The absolutely essential change is to practise frequent ‘rag dolling’ through each day and meditation or deep relaxation exercises daily.
Also very important are to:
- establish a routine so that even on weekends you go to bed and are out of bed and have your meals at about the same time;
- eat foods and drinks that settle not stimulate;
- keep away from adrenalin activating entertainment – very active sports, horror movies etc.;
- take herbal supplements, vitamins and minerals to help normalise your system.
Now for tackling your study problems.
As you are finding that you ‘zone out’ or fall asleep after 10 minutes of study, my suggestion is to work with the problem rather than try to fight against it. So, buy yourself a stop watch or kitchen timer. Set it for 9 minutes and give your work 9 solid minutes’ concentration. When the 9 minutes are up, do some stretches and then give yourself a 5 minute break and a small reward of some kind – maybe get up and make a cup of tea, have a small piece of chocolate to suck on, play one of your favourite tunes etc. Then go for another 9 minutes and so on.
It’s important too, to establish a routine around your study – choose the time of day that works best for you and stick to it. The body loves a routine and it makes it easier for you if you know that everyday you are going to be studying between 6-7pm for instance. If you have been trying to study at night, consider going to bed earlier and getting up early in the morning instead, when you are fresh from a night’s sleep.
I’m sure you’ve seen lots of tips about study - but for you the most important thing is to reduce the pressure on yourself as much as possible. Procrastination isn’t an easy thing to deal with and many, many people who aren’t at all anxious have this problem.
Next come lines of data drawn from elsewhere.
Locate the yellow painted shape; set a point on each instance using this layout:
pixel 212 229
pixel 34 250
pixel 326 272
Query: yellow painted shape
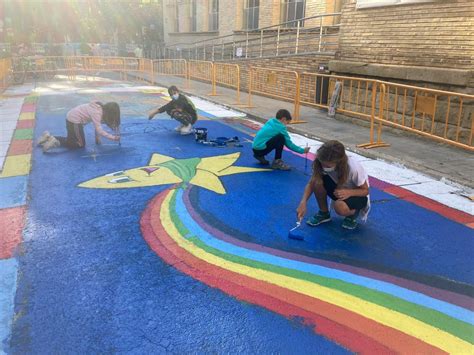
pixel 231 170
pixel 137 176
pixel 208 180
pixel 159 158
pixel 382 315
pixel 27 116
pixel 16 165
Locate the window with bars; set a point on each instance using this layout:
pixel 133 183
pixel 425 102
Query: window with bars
pixel 292 10
pixel 213 15
pixel 251 13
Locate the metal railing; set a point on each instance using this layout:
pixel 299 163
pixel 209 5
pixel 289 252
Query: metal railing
pixel 315 34
pixel 443 116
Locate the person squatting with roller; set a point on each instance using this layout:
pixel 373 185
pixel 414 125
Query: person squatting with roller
pixel 77 118
pixel 274 136
pixel 180 108
pixel 344 180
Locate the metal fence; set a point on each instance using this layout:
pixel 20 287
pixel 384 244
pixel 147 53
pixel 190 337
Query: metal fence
pixel 315 34
pixel 439 115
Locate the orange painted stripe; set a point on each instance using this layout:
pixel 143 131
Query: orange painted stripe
pixel 12 221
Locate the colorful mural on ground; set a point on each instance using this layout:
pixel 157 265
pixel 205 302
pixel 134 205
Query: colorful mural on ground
pixel 162 244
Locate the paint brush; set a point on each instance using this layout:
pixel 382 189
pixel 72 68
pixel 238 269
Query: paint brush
pixel 293 235
pixel 306 162
pixel 117 132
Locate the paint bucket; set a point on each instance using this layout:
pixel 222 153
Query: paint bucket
pixel 221 141
pixel 200 134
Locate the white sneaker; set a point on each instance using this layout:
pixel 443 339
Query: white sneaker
pixel 187 130
pixel 51 143
pixel 44 138
pixel 179 128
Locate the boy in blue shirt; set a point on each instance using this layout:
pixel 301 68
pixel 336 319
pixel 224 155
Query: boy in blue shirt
pixel 274 136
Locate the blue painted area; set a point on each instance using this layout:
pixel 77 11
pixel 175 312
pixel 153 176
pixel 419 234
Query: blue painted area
pixel 8 280
pixel 205 114
pixel 398 235
pixel 91 283
pixel 13 191
pixel 400 292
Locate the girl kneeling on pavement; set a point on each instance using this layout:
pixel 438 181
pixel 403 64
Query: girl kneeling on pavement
pixel 344 180
pixel 77 118
pixel 274 135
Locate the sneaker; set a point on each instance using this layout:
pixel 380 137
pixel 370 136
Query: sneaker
pixel 44 138
pixel 179 128
pixel 186 130
pixel 51 143
pixel 278 164
pixel 350 222
pixel 262 160
pixel 319 218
There are some who need the pressure of a deadline to create enough adrenalin to get past their procrastination, when they have left something till the last moment and can work through the night to get it finished. For you though the pressure of procrastination is even more intense and rather than energising you at the last moment to complete your work, you actually become immobilised by your increased feelings of anxiety about not being able to get the work done.
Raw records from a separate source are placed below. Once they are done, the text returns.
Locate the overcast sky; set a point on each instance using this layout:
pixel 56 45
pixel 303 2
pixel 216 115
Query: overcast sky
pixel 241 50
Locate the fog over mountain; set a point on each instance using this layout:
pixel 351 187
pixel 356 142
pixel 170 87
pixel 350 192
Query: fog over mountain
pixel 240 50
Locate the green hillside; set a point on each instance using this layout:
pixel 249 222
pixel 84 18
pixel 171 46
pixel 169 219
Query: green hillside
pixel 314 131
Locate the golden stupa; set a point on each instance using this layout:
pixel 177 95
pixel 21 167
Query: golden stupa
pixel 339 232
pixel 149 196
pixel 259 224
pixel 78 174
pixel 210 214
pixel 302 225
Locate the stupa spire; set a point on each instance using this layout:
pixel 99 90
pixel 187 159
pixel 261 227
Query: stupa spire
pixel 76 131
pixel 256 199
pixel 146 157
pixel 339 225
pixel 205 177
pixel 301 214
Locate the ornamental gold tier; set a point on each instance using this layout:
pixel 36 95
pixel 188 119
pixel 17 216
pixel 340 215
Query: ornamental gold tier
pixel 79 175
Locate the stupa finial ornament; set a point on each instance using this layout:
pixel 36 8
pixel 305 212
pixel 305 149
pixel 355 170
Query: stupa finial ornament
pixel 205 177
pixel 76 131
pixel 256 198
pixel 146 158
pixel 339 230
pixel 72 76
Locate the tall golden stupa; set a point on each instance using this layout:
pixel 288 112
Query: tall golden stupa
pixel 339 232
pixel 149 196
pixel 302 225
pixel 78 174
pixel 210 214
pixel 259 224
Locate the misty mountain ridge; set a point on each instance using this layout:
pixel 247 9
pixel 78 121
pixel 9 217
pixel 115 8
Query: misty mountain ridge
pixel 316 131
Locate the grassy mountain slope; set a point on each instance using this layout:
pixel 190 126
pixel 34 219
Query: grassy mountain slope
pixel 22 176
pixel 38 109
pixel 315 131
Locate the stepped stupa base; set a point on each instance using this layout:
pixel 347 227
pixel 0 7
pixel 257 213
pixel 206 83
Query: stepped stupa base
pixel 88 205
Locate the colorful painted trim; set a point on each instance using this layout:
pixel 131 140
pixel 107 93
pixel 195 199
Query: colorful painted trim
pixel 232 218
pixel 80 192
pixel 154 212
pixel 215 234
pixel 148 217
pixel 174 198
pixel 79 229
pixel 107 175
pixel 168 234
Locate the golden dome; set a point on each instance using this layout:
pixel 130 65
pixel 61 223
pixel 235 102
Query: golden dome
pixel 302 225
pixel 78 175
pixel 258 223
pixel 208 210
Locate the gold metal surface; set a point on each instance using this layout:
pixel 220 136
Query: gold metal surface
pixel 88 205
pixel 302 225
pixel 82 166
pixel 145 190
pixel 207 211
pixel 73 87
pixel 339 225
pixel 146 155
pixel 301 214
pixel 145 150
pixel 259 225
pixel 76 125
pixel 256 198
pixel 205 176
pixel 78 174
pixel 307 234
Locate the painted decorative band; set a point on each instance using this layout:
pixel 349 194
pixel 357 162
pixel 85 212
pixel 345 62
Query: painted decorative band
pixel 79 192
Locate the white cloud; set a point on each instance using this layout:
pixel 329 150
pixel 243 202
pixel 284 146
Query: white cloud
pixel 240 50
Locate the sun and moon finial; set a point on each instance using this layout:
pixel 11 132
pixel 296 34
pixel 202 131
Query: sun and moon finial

The key is, from the moment you get your assignments, to break the workload down into really small, achievable, non time-consuming chunks. So, for instance, the first chunk would be to write a list of all the small, specific steps you need to take to complete the task – and then writing ‘the list’ is the first item you can cross off! Be as specific as possible. For instance, instead of just putting ‘do research’ on your list, which is too vague and overwhelming, put ‘check timetable for buses to library’ or ‘make sure car is full of petrol’, then ‘go to library on Monday at 2pm’, ‘get 6 books on the topic’, ‘spend 15 minutes every night reading books’ etc.
This way you get a small but progressive sense of accomplishment every time you cross an item off your list. Each little step on its own is not overwhelming and little step by little step will take you where you need to go.
Hopefully, this is of some help. The last thing is to make sure the course you have chosen is what you really want to do!